Now we can plug the values into the formula:

CI = 0.56 ± 1.645 * √( (0.56*(1-0.56))/1000 )

Calculating this, we get:

CI ≈ 0.56 ± 1.645 * 0.014

Simplifying, we get:

CI ≈ 0.56 ± 0.023

So the 90% confidence interval for the proportion of adult Americans who think lying is never justified is approximately (0.537, 0.583).

(b) To construct a confidence interval for the proportion of adult Americans who think that it is often or sometimes OK to lie to avoid hurting someone's feelings, we can use the same formula as before:

CI = p̂ ± z * √( (p̂*(1-p̂))/n )

Given that 670 responded that this was often or sometimes OK, p̂ = 670/1000 = 0.67. The sample size is still 1000, so n = 1000.
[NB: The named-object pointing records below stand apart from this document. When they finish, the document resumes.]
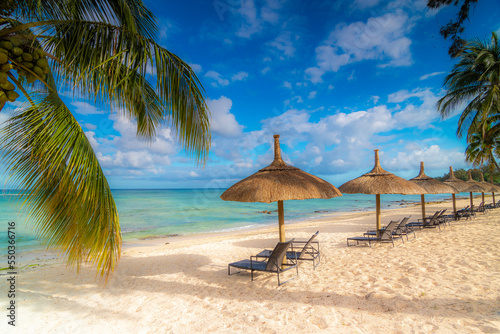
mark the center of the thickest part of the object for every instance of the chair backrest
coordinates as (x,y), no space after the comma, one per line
(302,252)
(433,218)
(276,258)
(403,222)
(387,233)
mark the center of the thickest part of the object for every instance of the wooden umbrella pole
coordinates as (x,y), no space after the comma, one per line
(379,225)
(422,200)
(454,206)
(281,220)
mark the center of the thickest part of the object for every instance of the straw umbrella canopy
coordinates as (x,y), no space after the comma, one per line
(279,182)
(496,190)
(485,185)
(378,181)
(461,186)
(432,186)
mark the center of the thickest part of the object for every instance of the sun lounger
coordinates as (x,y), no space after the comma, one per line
(272,264)
(481,208)
(308,252)
(493,205)
(385,235)
(401,229)
(435,221)
(466,212)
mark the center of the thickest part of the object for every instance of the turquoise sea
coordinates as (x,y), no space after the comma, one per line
(154,213)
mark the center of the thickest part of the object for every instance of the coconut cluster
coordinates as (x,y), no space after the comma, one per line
(29,62)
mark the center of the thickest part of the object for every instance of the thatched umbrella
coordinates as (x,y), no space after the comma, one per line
(379,181)
(461,186)
(279,182)
(496,187)
(486,186)
(482,186)
(432,186)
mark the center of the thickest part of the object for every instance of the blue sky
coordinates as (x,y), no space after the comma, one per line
(336,79)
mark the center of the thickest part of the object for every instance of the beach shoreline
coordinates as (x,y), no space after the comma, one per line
(445,281)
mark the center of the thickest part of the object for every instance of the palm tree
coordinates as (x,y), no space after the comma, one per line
(102,50)
(483,145)
(475,83)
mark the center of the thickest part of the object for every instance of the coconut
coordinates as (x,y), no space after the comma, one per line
(27,57)
(6,67)
(42,63)
(7,85)
(6,45)
(11,95)
(3,97)
(38,71)
(17,51)
(3,58)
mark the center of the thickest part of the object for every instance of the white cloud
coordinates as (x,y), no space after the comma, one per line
(217,77)
(380,38)
(196,67)
(89,126)
(220,81)
(284,43)
(239,76)
(84,108)
(254,18)
(223,122)
(363,4)
(265,70)
(427,76)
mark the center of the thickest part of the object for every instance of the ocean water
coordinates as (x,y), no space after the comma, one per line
(156,213)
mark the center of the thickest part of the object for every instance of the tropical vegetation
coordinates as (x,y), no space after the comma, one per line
(103,51)
(473,86)
(454,28)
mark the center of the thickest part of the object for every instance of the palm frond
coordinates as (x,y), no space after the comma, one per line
(67,197)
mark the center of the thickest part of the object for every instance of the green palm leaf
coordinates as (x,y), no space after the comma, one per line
(103,50)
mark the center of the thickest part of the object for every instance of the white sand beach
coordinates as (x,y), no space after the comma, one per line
(445,281)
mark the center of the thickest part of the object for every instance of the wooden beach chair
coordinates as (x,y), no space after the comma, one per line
(386,235)
(434,222)
(308,252)
(272,264)
(401,229)
(481,208)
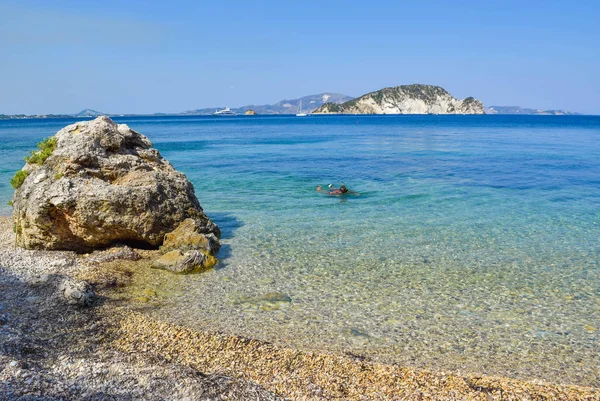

The critical value z for a 90% confidence level is still approximately 1.645.

Now we can plug the values into the formula:

CI = 0.67 ± 1.645 * √( (0.67*(1-0.67))/1000 )

Calculating this, we get:

CI ≈ 0.67 ± 1.645 * 0.012

Simplifying, we get:

CI ≈ 0.67 ± 0.020

So the 90% confidence interval for the proportion of adult Americans who think that it is often or sometimes OK to lie to avoid hurting someone's feelings is approximately (0.650, 0.690).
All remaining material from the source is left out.